Çin Dışişleri Bakanlığı Sözcüsü Vang Vınbin, hapishanenin açılışının 20. yıl dönümünde, Birleşmiş Milletler İnsan Hakları Konseyinin atadığı uzman grubunun Guantanamo’da işkence, kötü muamele ve keyfi tutuklamaları kınayan açıklaması hakkında değerlendirmede bulundu.
Guantanamo Körfezi hapishanesinin “dünya insan hakları tarihinin kara sayfası olduğunu” ifade eden Vang, “Müslümanların alıkonulduğu bir ‘gözaltı kampı’ varsa o da Guantanamo’dur.” dedi.
İlk tutukluların 20 yıl önce gelişinden bu yana ABD’nin hapishanede işkence yaptığına dair raporların uluslararası toplumun tepkisiyle karşılaştığını hatırlatan Vang, “ABD, çok kere hapishaneyi kapatmayı vadetse de 20 yıl sonra hala 39 kişi tutuluyor. Bunlardan çok azı hakkında herhangi bir suç isnadı veya hükmü var.” ifadelerini kullandı.
Vang, ABD’nin dünya genelinde çok sayıda “gizli hapishane” kurduğunu, Guantanamo’nun yalnızca “buzdağının görünen yüzü” olduğunu söyledi.
ABD’nin Afganistan’ın işgalinden sonra bu ülkede çok sayıda gizli hapishane kurduğunu, Irak’ın işgalinin ardından Ebu Gureyb hapishanesindeki tutukluların istismarının dünyayı şoke ettiğini, kısa zaman önce Litvanya’nın başkenti Vilnius’un banliyösündeki bir ABD gizli hapishanesinde belirsiz süreyle tutulan Suudi Arabistan vatandaşı Ebu Zübeyde’ye tazminat ödemek zorunda kaldığını hatırlatan Vang, sözlerini şöyle sürdürdü:
“ABD’nin kurduğu Guantanamo üssü gibi “kara bölgeler”, ABD’nin kara insan hakları sicilini hatırlatmaktadır.
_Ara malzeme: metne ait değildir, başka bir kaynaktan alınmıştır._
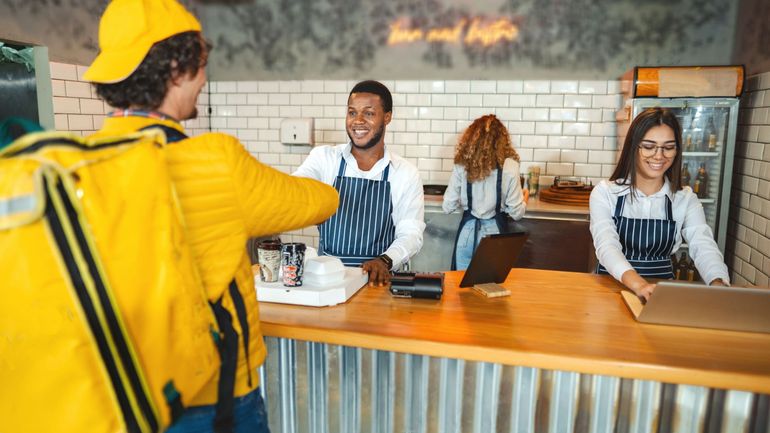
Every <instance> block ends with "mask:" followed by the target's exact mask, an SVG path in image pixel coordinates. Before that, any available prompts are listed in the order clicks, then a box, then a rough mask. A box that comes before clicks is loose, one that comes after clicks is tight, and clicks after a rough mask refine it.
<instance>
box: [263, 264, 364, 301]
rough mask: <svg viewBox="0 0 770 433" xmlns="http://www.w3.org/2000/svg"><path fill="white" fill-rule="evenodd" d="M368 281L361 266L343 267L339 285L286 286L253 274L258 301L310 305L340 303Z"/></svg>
mask: <svg viewBox="0 0 770 433" xmlns="http://www.w3.org/2000/svg"><path fill="white" fill-rule="evenodd" d="M368 281H369V275H368V274H365V273H363V272H361V268H348V267H345V280H344V281H343V282H342V283H341V284H339V285H329V286H325V287H313V286H308V285H302V286H300V287H286V286H284V285H283V283H282V282H280V281H278V282H275V283H265V282H263V281H261V280H260V279H259V275H255V276H254V285H255V286H256V287H257V300H259V301H260V302H278V303H281V304H294V305H309V306H311V307H326V306H330V305H337V304H341V303H343V302H345V301H347V300H348V299H350V297H351V296H353V295H355V294H356V292H358V290H359V289H360V288H361V287H363V286H365V285H366V283H367V282H368Z"/></svg>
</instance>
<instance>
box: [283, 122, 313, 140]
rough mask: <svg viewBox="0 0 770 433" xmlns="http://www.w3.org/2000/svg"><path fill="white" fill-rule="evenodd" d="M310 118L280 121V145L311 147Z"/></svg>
mask: <svg viewBox="0 0 770 433" xmlns="http://www.w3.org/2000/svg"><path fill="white" fill-rule="evenodd" d="M313 125H314V120H313V119H312V118H305V119H283V121H281V143H283V144H306V145H311V146H312V145H313Z"/></svg>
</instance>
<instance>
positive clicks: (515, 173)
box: [502, 158, 527, 221]
mask: <svg viewBox="0 0 770 433" xmlns="http://www.w3.org/2000/svg"><path fill="white" fill-rule="evenodd" d="M503 182H504V183H505V185H503V188H502V190H503V191H508V195H506V196H505V202H504V205H503V207H504V209H503V210H504V211H505V212H506V213H507V214H508V215H510V216H511V218H513V219H514V220H516V221H518V220H520V219H521V218H523V217H524V212H525V211H526V210H527V204H526V203H524V192H522V190H521V180H520V179H519V162H518V161H516V160H515V159H513V158H508V159H506V160H505V163H504V164H503Z"/></svg>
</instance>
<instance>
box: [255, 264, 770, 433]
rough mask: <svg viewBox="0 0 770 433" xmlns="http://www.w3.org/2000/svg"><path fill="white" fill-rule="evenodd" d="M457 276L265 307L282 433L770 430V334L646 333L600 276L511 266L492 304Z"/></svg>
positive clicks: (266, 362) (279, 426)
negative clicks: (528, 268)
mask: <svg viewBox="0 0 770 433" xmlns="http://www.w3.org/2000/svg"><path fill="white" fill-rule="evenodd" d="M461 276H462V273H461V272H450V273H447V276H446V290H445V293H444V296H443V298H442V299H441V300H440V301H429V300H411V299H399V298H392V297H391V296H390V295H389V293H388V291H387V290H386V289H385V288H382V287H366V288H364V289H362V290H361V291H360V292H359V293H358V294H357V295H355V296H354V297H353V298H352V299H351V300H350V301H349V302H348V303H347V304H343V305H338V306H336V307H330V308H311V307H297V306H289V305H280V304H267V303H261V304H260V314H261V320H262V329H263V332H264V334H265V336H266V337H267V343H268V350H269V355H268V360H267V362H266V364H265V366H264V367H263V369H262V371H261V374H262V376H263V381H262V383H263V388H264V392H265V394H266V400H267V406H268V412H269V417H270V424H271V428H272V429H273V431H275V432H295V431H297V432H306V431H307V432H359V431H362V432H369V431H371V432H466V431H468V432H498V431H504V432H582V431H586V432H667V431H676V432H712V431H714V432H718V431H725V432H733V431H736V432H738V431H741V432H744V431H750V432H761V431H762V432H765V431H768V396H767V394H768V393H769V392H770V335H767V334H756V333H742V332H731V331H716V330H706V329H695V328H683V327H672V326H660V325H645V324H639V323H637V322H635V321H634V320H633V318H632V317H631V315H630V313H629V312H628V311H627V310H626V307H625V305H624V304H623V301H622V299H621V297H620V295H619V293H618V292H619V289H620V287H619V285H618V284H617V283H616V282H615V281H614V280H613V279H611V278H610V277H606V276H597V275H591V274H583V273H569V272H555V271H543V270H534V269H513V270H512V271H511V273H510V275H509V277H508V279H507V280H506V282H505V283H503V285H504V286H505V287H507V288H509V289H510V290H511V296H509V297H504V298H493V299H487V298H483V297H481V296H479V295H477V294H475V293H474V292H472V291H471V290H470V289H461V288H458V286H457V285H458V282H459V280H460V278H461Z"/></svg>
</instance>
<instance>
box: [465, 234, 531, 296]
mask: <svg viewBox="0 0 770 433" xmlns="http://www.w3.org/2000/svg"><path fill="white" fill-rule="evenodd" d="M527 237H529V235H528V234H527V233H504V234H498V235H491V236H486V237H484V238H482V239H481V242H479V246H478V248H476V251H475V252H474V253H473V257H472V258H471V263H470V265H468V269H467V270H466V271H465V276H463V279H462V281H461V282H460V287H471V286H473V285H476V284H482V283H502V282H503V281H505V278H506V277H508V273H509V272H510V271H511V268H512V267H514V265H515V264H516V261H517V260H518V259H519V254H521V250H522V249H523V248H524V243H525V242H526V241H527Z"/></svg>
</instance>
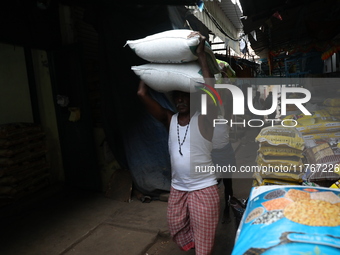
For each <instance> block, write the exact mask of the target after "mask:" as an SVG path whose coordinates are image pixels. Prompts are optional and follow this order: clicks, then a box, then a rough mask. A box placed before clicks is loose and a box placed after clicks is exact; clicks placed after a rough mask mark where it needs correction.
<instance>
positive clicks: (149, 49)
mask: <svg viewBox="0 0 340 255" xmlns="http://www.w3.org/2000/svg"><path fill="white" fill-rule="evenodd" d="M192 32H193V31H192V30H188V29H174V30H169V31H164V32H161V33H157V34H153V35H150V36H147V37H145V38H142V39H138V40H128V41H127V42H126V45H129V47H130V48H131V49H132V50H133V51H134V52H135V53H136V54H137V56H139V57H140V58H142V59H144V60H146V61H148V62H149V63H147V64H144V65H139V66H132V67H131V69H132V70H133V71H134V72H135V74H136V75H137V76H139V78H140V79H141V80H143V81H144V82H145V83H146V84H147V85H148V86H149V87H151V88H152V89H154V90H156V91H158V92H162V93H166V92H169V91H173V90H179V91H185V92H190V93H192V92H196V91H197V87H201V86H202V83H204V79H203V76H202V71H201V67H200V65H199V64H198V62H197V61H196V60H197V59H198V57H197V54H196V49H197V46H198V45H199V43H200V38H199V36H198V35H195V36H192V37H191V36H189V35H190V34H191V33H192ZM205 53H206V56H207V62H208V66H209V69H210V71H211V72H212V73H213V74H218V73H220V72H221V70H220V67H219V65H218V63H217V60H216V58H215V55H214V53H213V51H212V50H211V48H210V45H209V44H208V43H207V42H206V44H205Z"/></svg>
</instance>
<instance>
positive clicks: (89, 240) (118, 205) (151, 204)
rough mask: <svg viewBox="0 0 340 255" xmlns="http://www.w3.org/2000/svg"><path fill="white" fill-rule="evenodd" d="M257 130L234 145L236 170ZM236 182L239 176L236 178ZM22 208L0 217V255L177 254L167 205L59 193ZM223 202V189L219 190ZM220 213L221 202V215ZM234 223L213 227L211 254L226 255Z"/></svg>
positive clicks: (234, 180) (180, 252)
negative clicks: (235, 158) (173, 242)
mask: <svg viewBox="0 0 340 255" xmlns="http://www.w3.org/2000/svg"><path fill="white" fill-rule="evenodd" d="M257 133H258V130H250V131H248V132H247V133H246V136H245V137H243V138H242V139H241V140H240V142H238V143H237V144H235V146H237V151H236V158H237V163H238V165H239V166H240V165H245V164H247V165H252V164H254V161H255V156H256V151H257V148H258V145H257V144H256V143H255V142H254V138H255V136H256V135H257ZM241 177H242V176H241ZM251 183H252V179H251V178H248V179H244V178H240V179H234V183H233V188H234V195H235V197H237V198H240V199H241V198H247V197H248V195H249V192H250V189H251ZM48 192H50V193H51V195H49V196H46V197H45V198H44V199H36V201H34V202H32V203H28V204H26V205H24V206H22V207H18V208H16V209H13V208H12V209H11V211H10V212H2V213H1V215H0V216H1V220H0V223H1V226H0V227H1V231H0V240H1V245H0V254H2V255H93V254H96V255H109V254H110V255H146V254H148V255H170V254H171V255H181V254H188V255H191V254H194V251H189V252H182V251H180V250H179V248H178V247H177V246H176V245H175V244H174V243H173V241H172V240H171V238H170V236H169V233H168V228H167V223H166V208H167V203H166V202H162V201H151V203H142V202H141V201H139V200H136V199H134V200H132V201H131V202H130V203H127V202H120V201H116V200H112V199H109V198H106V197H104V195H103V194H102V193H93V192H89V191H83V190H76V189H72V190H70V189H64V188H63V189H60V188H57V189H56V190H54V191H53V189H52V191H51V190H49V191H48ZM220 195H221V198H222V197H223V186H221V187H220ZM223 208H224V203H223V199H221V210H223ZM235 233H236V227H235V221H234V220H232V221H231V222H230V223H228V224H222V223H221V222H220V223H219V226H218V231H217V236H216V245H215V251H214V255H222V254H223V255H224V254H230V253H231V251H232V248H233V244H234V239H235Z"/></svg>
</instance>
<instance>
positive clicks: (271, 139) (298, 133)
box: [253, 126, 304, 186]
mask: <svg viewBox="0 0 340 255" xmlns="http://www.w3.org/2000/svg"><path fill="white" fill-rule="evenodd" d="M255 140H256V141H257V142H259V143H260V147H259V150H258V155H257V158H256V162H257V166H258V172H257V173H254V176H253V177H254V183H253V185H254V186H262V185H275V184H277V185H299V184H301V183H302V176H303V174H304V163H303V158H304V156H303V149H304V140H303V138H302V136H301V134H300V132H299V131H298V130H297V129H296V128H294V127H283V126H272V127H266V128H263V129H262V130H261V132H260V133H259V135H258V136H257V137H256V139H255Z"/></svg>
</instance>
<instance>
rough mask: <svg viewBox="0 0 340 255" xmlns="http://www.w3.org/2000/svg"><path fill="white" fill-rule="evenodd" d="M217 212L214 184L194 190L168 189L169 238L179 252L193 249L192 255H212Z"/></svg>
mask: <svg viewBox="0 0 340 255" xmlns="http://www.w3.org/2000/svg"><path fill="white" fill-rule="evenodd" d="M219 212H220V198H219V194H218V188H217V185H214V186H211V187H208V188H204V189H201V190H196V191H180V190H176V189H174V188H172V187H171V190H170V197H169V201H168V213H167V216H168V225H169V229H170V234H171V236H172V237H173V239H174V241H175V242H176V243H177V244H178V246H179V247H180V248H181V249H182V250H184V251H188V250H190V249H191V248H195V252H196V255H208V254H211V253H212V250H213V246H214V240H215V232H216V228H217V223H218V219H219Z"/></svg>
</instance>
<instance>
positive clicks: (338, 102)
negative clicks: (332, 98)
mask: <svg viewBox="0 0 340 255" xmlns="http://www.w3.org/2000/svg"><path fill="white" fill-rule="evenodd" d="M324 104H325V106H326V107H325V108H324V109H322V110H318V111H315V112H313V115H311V116H306V115H303V114H300V115H291V116H287V117H286V118H285V119H293V120H295V121H296V123H297V125H296V128H297V130H299V131H300V132H301V133H302V137H303V139H304V141H305V147H306V149H305V151H304V154H305V156H306V161H307V162H306V165H305V166H306V169H305V171H306V173H305V175H304V177H303V178H304V180H306V181H307V182H309V183H316V184H320V185H321V186H328V184H327V183H325V182H334V181H336V180H338V179H339V174H340V172H339V171H337V169H338V168H337V166H339V164H340V143H339V141H340V117H339V115H340V114H339V113H340V99H327V100H326V101H325V102H324Z"/></svg>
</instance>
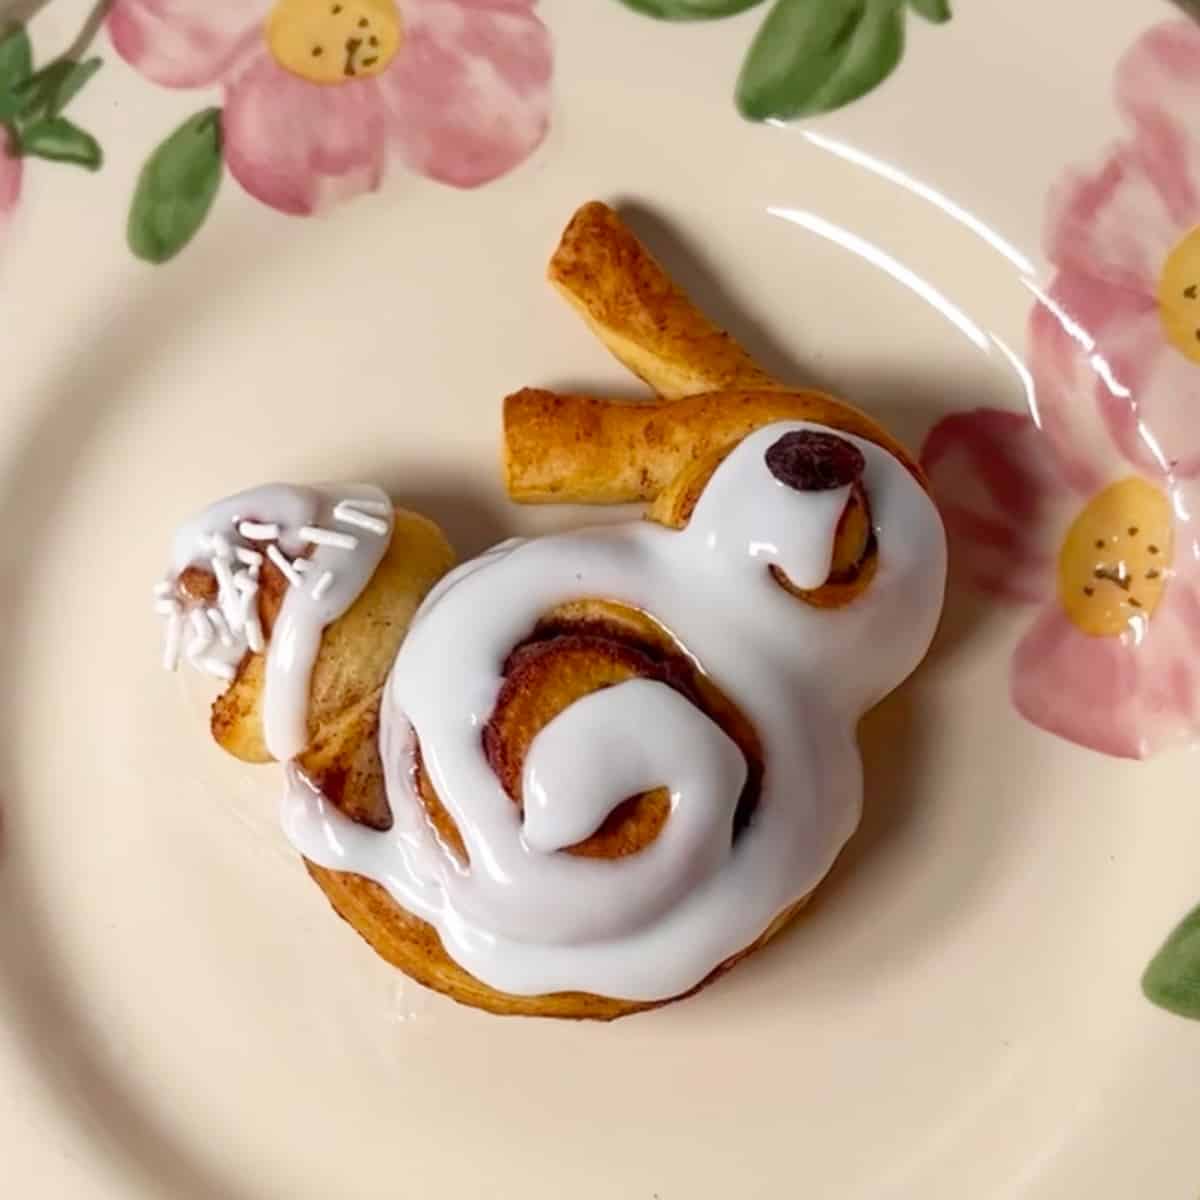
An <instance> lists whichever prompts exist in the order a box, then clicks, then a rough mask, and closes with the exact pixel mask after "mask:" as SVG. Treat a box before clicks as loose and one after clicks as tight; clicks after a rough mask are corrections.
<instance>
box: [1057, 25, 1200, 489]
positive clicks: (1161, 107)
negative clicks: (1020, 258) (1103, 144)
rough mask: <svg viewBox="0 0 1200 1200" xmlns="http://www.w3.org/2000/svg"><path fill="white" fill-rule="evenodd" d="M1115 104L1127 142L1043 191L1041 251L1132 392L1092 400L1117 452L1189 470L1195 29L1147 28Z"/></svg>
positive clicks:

ABD dönüp dürüstçe kendisine bakmalı ve Gunatanamo Körfezi ile dünyadaki tüm diğer gizli hapishanelerini kapatmalıdır, keyfi tutuklamaya ve mahkumlara yönelik işkenceye son vermeli, kurbanlardan özür dileyerek onlara tazminat ödemeli, işkenceye yetki veren ve uygulayanları adalet önüne çıkarmalıdır.”
Sincan’daki tartışmalı kamplar
Öte yandan ABD’nin gizli hapishaneleri gibi Çin’in Sincan Özerk Bölgesinde, “aşırılıkçılıkla mücadele” gerekçesiyle Uygur Türkleri ve diğer Müslüman azınlıklardan vatandaşları “mesleki eğitim merkezi” adını verdiği kamplarda alıkoyması da uluslararası toplum tarafından eleştirilmişti.
BM verilerine göre en az 1 milyon Uygur Türkü bu kamplarda kendi rızası dışında tutulurken Çin yönetimi, bölgede kaç kamp bulunduğuna, buralarda kaç kişinin olduğuna ve söz konusu kişilerden ne kadarının sosyal hayata döndüğüne ilişkin bilgi vermemişti.
BM ve diğer uluslararası örgütler, kampların incelemeye açılması çağrılarını yinelerken Çin, kendi belirlediği birkaç kampın az sayıda yabancı diplomat ve basın mensubu tarafından kısmen görülmesine izin vermiş, BM yetkililerinin doğrudan bilgi almak amacıyla bölgede serbestçe inceleme yapma talebini geri çevirmişti.
Sincan Özerk Bölgesi Valisi Şöhret Zakir, 2019 sonunda “kamplardaki tüm öğrencilerin mezun olduğunu, kalanların serbest sürekli eğitim programlarına devam edeceğini” bildirmişti.